Unknown Reason for stopping detectnet_v2 training

• Hardware (V100)
• Network Type (Detectnet_v2)
• TLT Version (3.22.20)
• Training spec file
detectnet_v2_train_resnet18_voc.txt (7.2 KB)

I downloaded the pretrained Resnet18-detectnet_v2 model from NGC and want to re-train it using the Pascal VOC dataset. The labels have been correctly transformed from XML to KITTI format and TF records were generated. All steps are performed on a jupyter notebook connected with server through ssh. The jupyter notebook cv_samples_v1.3.0/detectnet_v2 was used as reference.
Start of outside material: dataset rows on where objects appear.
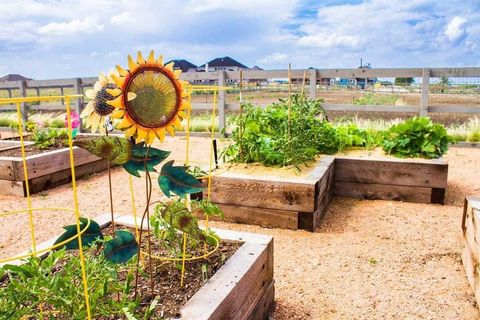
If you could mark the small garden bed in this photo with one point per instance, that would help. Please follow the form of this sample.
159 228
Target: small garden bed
238 283
47 166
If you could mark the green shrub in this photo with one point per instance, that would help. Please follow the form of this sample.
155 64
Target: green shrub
474 137
57 123
263 135
417 137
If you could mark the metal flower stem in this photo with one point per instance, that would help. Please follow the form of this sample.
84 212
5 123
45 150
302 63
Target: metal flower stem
148 189
110 189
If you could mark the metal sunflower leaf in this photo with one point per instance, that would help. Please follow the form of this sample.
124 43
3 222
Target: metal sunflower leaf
175 179
143 156
92 233
116 150
121 248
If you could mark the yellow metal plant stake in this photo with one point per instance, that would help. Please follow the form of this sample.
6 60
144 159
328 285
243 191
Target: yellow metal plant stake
25 174
77 214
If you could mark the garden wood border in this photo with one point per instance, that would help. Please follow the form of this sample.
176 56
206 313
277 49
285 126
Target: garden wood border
300 203
46 170
470 243
243 288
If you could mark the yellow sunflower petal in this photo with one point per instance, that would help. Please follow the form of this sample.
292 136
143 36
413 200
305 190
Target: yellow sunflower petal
142 132
119 81
132 65
121 71
169 66
160 133
160 60
151 137
131 131
131 96
170 130
118 114
95 121
117 102
176 123
140 59
151 57
90 93
88 110
114 92
125 123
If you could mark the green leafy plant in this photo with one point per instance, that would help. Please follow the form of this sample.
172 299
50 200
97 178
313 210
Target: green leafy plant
172 218
263 135
417 137
46 139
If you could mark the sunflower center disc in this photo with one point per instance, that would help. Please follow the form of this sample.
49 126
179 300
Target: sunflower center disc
156 101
Once the training has been successfuly started if I quit the notebook/connection times out, the training stops:
nvidia-smi command displays “No running processes”
tao list command displays the container into “running state” but with command “Not in support of DNN task”.
By checking the status.json file, it displays
{“loss”: 7.042660581646487e-05, “cur_epoch”: 70, “max_epoch”: 120, “time_per_epoch”: “0:00:00”, “ETA”: “0:00:00”, “learning_rate”: 0.0004999999655410647, “date”: “5/17/2022”, “time”: “14:47:37”, “status”: “Running.”}
{“Error”: “”, “date”: “5/17/2022”, “time”: “14:49:45”, “status”: “Training was interrupted”}

I reproduced the same error using the cv_samples_v1.3.0/detectnet_v2 notebook with KITTI dataset (at first I did not realize because the training does not take much time).
How can I fix this problem? What if I have 30h training? Thanks!

Do you mean you quit the training when the training just started?

As soon as I close the notebook, the training (at whichever epoch is) stops. What should I do to keep the training going on the container even if I close the jupyter notebook?

You can run in the terminal instead of jupyter notebook.

It worked, Thanks!